Vol. 40 No. 22 · 22 November 2018
John Robbins scorns my characterisation of Churchill as a source of ‘reassurance and resolve’ in wartime (Letters, 25 October). Robbins’s memories of his early years in a mining community have left him with an image of Churchill as a brutish, implacable enemy of the working class. I fully understand his feelings. My early years were spent in the working-class suburbs of Manchester, the hub of the cotton industry. My father had his promising career in that industry – achieved through hard work at night school – destroyed in the Depression. In our family there was no lack of bitter talk about Churchill’s past, not least his catastrophic blunder in the ‘Great War’ – the Dardanelles campaign. But after Dunkirk the country desperately needed leadership and Churchill was the only politician in the public eye who could offer it. He had a reputation for opposing Chamberlain and Halifax’s appeasement policy and he had a gift for speeches that conveyed grim, unwavering determination and commitment. And let’s not forget his appearance: that pugnacious ‘British Bulldog’ face was a gift to cartoonists, and boosted his popularity. Leadership is a complex matter.
As for the ‘Bevin Boys’, I was one of them.

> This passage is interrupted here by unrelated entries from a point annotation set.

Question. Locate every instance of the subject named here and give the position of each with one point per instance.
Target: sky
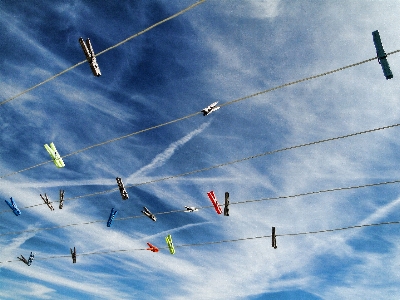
(217, 51)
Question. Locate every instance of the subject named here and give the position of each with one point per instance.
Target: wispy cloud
(163, 157)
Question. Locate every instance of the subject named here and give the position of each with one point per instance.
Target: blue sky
(218, 51)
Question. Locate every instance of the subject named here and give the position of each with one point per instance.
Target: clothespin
(226, 208)
(61, 199)
(214, 201)
(168, 239)
(122, 190)
(73, 254)
(47, 201)
(274, 238)
(111, 217)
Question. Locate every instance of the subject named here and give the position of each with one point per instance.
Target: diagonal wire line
(241, 160)
(227, 103)
(104, 51)
(206, 207)
(217, 242)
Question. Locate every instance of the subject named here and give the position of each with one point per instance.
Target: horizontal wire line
(230, 163)
(218, 242)
(104, 51)
(211, 206)
(196, 113)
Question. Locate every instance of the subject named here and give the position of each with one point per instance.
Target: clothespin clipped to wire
(61, 199)
(274, 238)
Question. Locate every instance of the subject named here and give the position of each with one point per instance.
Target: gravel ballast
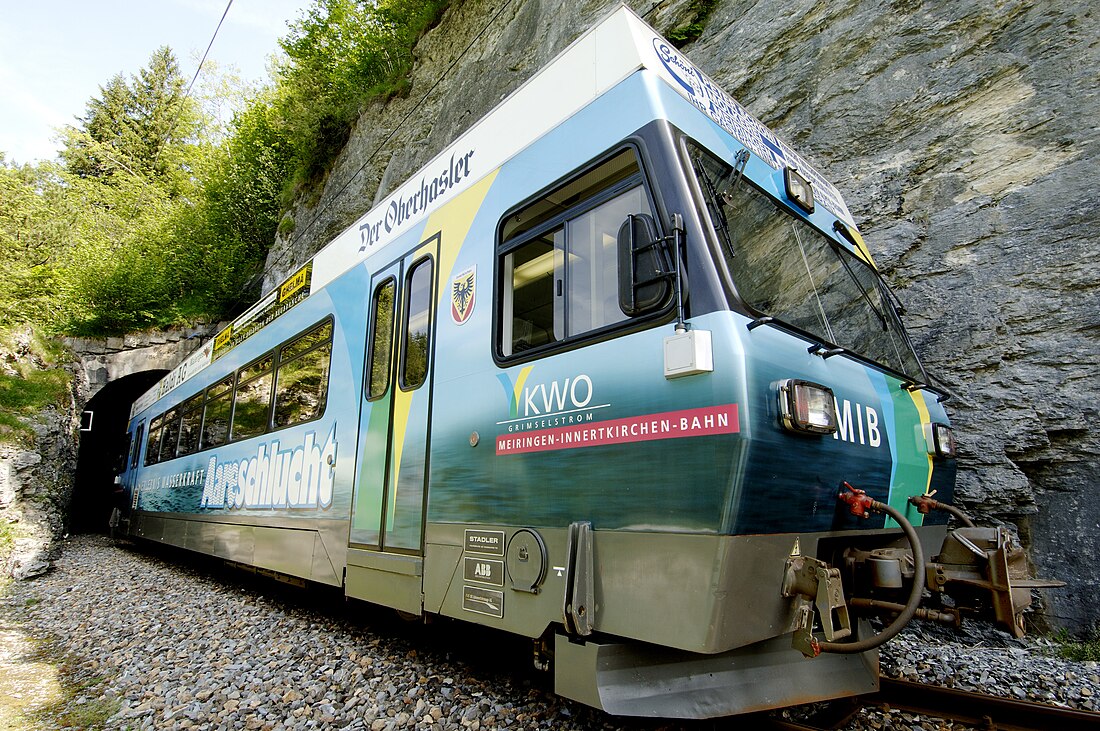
(176, 643)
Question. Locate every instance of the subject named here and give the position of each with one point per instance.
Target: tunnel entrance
(102, 443)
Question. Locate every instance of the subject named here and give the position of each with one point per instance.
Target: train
(614, 372)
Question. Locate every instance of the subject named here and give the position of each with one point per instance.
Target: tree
(32, 236)
(141, 126)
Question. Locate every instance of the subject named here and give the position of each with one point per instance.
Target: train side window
(189, 427)
(153, 449)
(216, 413)
(138, 444)
(559, 257)
(252, 399)
(382, 329)
(303, 377)
(417, 325)
(171, 435)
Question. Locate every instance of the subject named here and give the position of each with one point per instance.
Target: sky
(56, 54)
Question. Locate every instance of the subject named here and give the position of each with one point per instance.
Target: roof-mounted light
(806, 408)
(799, 189)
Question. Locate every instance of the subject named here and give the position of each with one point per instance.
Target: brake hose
(860, 502)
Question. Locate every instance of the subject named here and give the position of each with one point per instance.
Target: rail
(979, 710)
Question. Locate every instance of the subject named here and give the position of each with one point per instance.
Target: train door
(391, 485)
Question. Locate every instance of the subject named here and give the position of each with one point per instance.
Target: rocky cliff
(963, 134)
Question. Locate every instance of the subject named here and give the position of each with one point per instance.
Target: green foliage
(30, 381)
(162, 212)
(1080, 651)
(135, 128)
(340, 55)
(701, 12)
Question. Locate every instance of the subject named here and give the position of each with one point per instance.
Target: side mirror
(645, 267)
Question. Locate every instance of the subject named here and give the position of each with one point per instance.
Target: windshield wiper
(862, 290)
(717, 201)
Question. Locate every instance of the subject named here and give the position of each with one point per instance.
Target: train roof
(607, 53)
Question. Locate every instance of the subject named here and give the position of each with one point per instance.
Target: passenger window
(417, 325)
(153, 449)
(189, 428)
(136, 445)
(252, 399)
(303, 378)
(216, 413)
(560, 257)
(382, 329)
(171, 435)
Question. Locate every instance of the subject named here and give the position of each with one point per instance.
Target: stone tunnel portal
(103, 443)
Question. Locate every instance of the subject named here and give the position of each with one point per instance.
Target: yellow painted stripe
(524, 373)
(922, 409)
(861, 248)
(452, 221)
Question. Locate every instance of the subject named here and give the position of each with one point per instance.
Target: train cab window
(417, 325)
(560, 259)
(382, 329)
(219, 403)
(253, 398)
(303, 377)
(190, 424)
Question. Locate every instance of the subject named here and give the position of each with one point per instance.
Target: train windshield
(785, 268)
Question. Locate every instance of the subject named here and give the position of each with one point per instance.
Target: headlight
(806, 408)
(941, 440)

Bevin assigned some recruits to the mines. The rest could choose: mines or military. I chose the mines. We got along pretty well considering our varied backgrounds and the old hands accepted us into their ranks with good humour. But they were certainly a touchy lot, ready to down tools at any perceived grievance. I had been at work for only about three weeks when I joined my first strike. As a Bevin Boy you were still a civilian.